I understand how to connect Pandora to my Driver account ( and have done so ), but I am unable to do the same with Spotify. How do I connect Spotify to my Driver account so passengers can play their Spotify music?


----------



## DocT (Jul 16, 2015)

Uber is no longer in partnership with Spotify. That's why there's Pandora.


----------



## CGEdisciple (Oct 13, 2016)

Last week I had passengers playing Spotify. It is still enabled, just not advertised.

1. Start whatever music you wish in Spotify
2. Go back to the driver app
3. If the app kills the music, swipe for on screen music controls and resume playing.
4. It will now play with the app open and let your passenger know you have spotify.
5. Once a ride has begun, the passenger can take over from their device and the nav screen will display "rider controlling music"

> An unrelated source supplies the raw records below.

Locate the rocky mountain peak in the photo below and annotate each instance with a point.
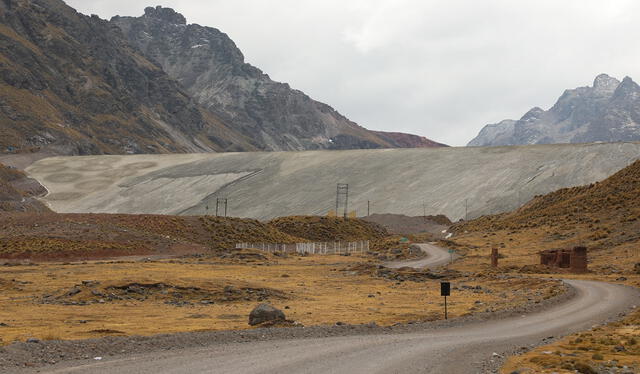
(607, 112)
(627, 86)
(165, 14)
(212, 69)
(605, 83)
(533, 113)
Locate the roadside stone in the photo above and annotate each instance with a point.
(73, 291)
(265, 313)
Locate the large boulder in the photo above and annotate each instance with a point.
(265, 313)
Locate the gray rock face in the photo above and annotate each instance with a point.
(72, 84)
(265, 313)
(212, 69)
(608, 111)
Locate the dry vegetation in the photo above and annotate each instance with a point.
(52, 236)
(321, 229)
(17, 192)
(611, 348)
(84, 300)
(603, 216)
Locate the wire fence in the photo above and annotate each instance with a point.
(325, 248)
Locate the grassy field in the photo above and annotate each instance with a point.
(125, 298)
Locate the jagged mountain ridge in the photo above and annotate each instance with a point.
(212, 69)
(608, 111)
(72, 84)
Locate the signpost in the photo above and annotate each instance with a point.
(445, 290)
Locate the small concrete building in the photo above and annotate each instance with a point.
(574, 259)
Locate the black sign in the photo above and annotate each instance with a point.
(445, 289)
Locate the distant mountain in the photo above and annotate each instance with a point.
(72, 84)
(212, 69)
(609, 111)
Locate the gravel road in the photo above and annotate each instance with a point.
(466, 348)
(436, 256)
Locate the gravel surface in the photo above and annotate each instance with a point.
(43, 353)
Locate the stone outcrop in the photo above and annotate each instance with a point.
(276, 117)
(72, 84)
(608, 111)
(265, 313)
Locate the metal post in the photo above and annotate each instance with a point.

Hope this helps! I discovered it on accident while playing music for riders.


----------



## BuckSF (Jul 14, 2016)

Ah, thank you. I will give that a try.


----------



## aarondavid1010 (May 14, 2018)

CGEdisciple said:


> Last week I had passengers playing Spotify. It is still enabled, just not advertised.
> 
> 1. Start whatever music you wish in Spotify
> 2. Go back to the driver app
> ...


with an aux cable right? new to all this


----------



## DocT (Jul 16, 2015)

aarondavid1010 said:


> with an aux cable right? new to all this


Spotify is no longer supported. Uber has moved on to Pandora. You've replied to a ~2 year-old thread.

Pax connecting your AUX cord is a direct connection of their phone to your vehicle. Has nothing to do with Uber's app. Once connected, pax will have control of the volume and music from their phone.


----------